Your Child Today: 2 to 3 years

Dealing with Your Playground Pariah

Our neighborhood playground is a popular hangout for the 3-and-under set and, until recently, my son was a welcome addition.

Unfortunately, his attitude about what is "his" gradually extended to most of the playground equipment. He began to hit, yell at and boss the other small fries with very little provocation. More often than not, our visit would end in tearful screams as I grimly dragged him home.

Time-outs, threats and early nap times didn't work. What am I doing wrong? I'd ask myself. Other parents surely don't have this problem with aggression, do they?

They do. Kids 2 to 3 years old are notoriously physical and territorial in their reactions. According to child expert Penelope Leach, children aren't ready for cooperative play until well into the third year.

At this developmental stage, a child's behavior with other children tends to be guided simply by instinct and trial and error. His reactions are based on impulse alone because he has not yet developed the internal controls necessary for getting along with others. That being the case, how can parents regulate behavior in public? Here are some guidelines that can help:

Always bring a toy. This prevents battles with other children who may also have brought something to the park.

Avoid going to the playground during "high traffic" times of day. A group of children often stimulate a high-energy child to react more aggressively. If this seems to be the case with your child, try to go to the park when it's not so crowded.

Limit your warnings. Avoid saying things like, "If you do that one more time, we'll go home," unless you mean it and are ready to follow through.
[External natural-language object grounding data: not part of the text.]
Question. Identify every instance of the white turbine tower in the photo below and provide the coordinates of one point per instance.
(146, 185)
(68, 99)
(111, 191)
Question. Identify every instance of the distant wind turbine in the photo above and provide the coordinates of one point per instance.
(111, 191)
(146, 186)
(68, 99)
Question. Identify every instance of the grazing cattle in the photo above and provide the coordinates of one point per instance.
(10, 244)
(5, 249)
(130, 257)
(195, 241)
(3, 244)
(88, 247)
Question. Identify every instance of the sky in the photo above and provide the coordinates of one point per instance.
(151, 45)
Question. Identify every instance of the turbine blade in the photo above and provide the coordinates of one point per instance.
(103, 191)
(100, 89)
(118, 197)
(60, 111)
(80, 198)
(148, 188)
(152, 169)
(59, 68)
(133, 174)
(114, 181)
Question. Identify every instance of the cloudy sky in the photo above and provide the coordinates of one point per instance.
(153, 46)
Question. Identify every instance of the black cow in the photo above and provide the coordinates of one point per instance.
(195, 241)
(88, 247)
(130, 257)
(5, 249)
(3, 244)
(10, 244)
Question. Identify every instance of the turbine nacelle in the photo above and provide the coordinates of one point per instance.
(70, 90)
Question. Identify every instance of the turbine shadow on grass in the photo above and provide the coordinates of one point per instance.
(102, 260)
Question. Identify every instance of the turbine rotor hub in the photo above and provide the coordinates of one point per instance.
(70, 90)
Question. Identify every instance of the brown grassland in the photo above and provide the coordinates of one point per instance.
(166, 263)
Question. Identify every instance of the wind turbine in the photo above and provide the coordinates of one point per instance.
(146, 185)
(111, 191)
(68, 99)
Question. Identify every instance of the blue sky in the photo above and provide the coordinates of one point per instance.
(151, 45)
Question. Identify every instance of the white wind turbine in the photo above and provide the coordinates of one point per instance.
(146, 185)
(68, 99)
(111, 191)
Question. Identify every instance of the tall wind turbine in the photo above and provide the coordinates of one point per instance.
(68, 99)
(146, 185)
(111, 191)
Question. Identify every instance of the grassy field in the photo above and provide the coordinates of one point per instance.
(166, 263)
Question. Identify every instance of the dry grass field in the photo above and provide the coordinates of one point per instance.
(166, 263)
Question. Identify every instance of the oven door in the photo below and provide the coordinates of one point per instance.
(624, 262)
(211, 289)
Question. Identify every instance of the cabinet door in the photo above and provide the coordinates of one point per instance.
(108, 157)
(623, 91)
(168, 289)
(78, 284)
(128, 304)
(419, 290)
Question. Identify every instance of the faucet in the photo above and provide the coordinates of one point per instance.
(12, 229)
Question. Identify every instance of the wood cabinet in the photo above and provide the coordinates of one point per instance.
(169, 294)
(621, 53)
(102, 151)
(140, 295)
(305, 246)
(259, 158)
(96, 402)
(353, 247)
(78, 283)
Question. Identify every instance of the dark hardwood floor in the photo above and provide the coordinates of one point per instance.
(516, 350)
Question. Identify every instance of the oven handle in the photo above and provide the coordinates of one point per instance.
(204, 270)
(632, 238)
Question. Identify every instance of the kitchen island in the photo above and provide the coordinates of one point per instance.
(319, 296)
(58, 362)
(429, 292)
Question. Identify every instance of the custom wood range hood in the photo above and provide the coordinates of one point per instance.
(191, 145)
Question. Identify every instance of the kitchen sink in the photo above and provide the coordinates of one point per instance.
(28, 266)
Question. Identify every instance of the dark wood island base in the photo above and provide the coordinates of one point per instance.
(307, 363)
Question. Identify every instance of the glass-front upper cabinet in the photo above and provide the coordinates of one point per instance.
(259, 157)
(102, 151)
Or try another tactic. Take your child to the car or someplace away from other children and speak firmly to her. A separation from the action is often all that's needed to curb unwanted behavior.

Pray together before leaving the house. My son loves to pray before meals and bed, and despite his youth, the prayers calm him down. Starting an outing in a quiet mode can prolong an obedient spirit.

Time your day well. One of the toughest parts about a trip to the park is coming home. If you anticipate resistance when it's time to leave, plan for incentives. Don't serve dessert immediately after supper; go to the park instead. When it's time to return home, remind your child she has ice cream waiting at home. This isn't a bribe since you were going to serve ice cream for dessert anyway. It's a matter of timing events with the best results.

These five guidelines can make a world of difference. As for my son, he's still rambunctious and willful. But I have modified my plans to best fit his personality and our conflicts have decreased considerably. The park, once again, is one of our favorite places to be.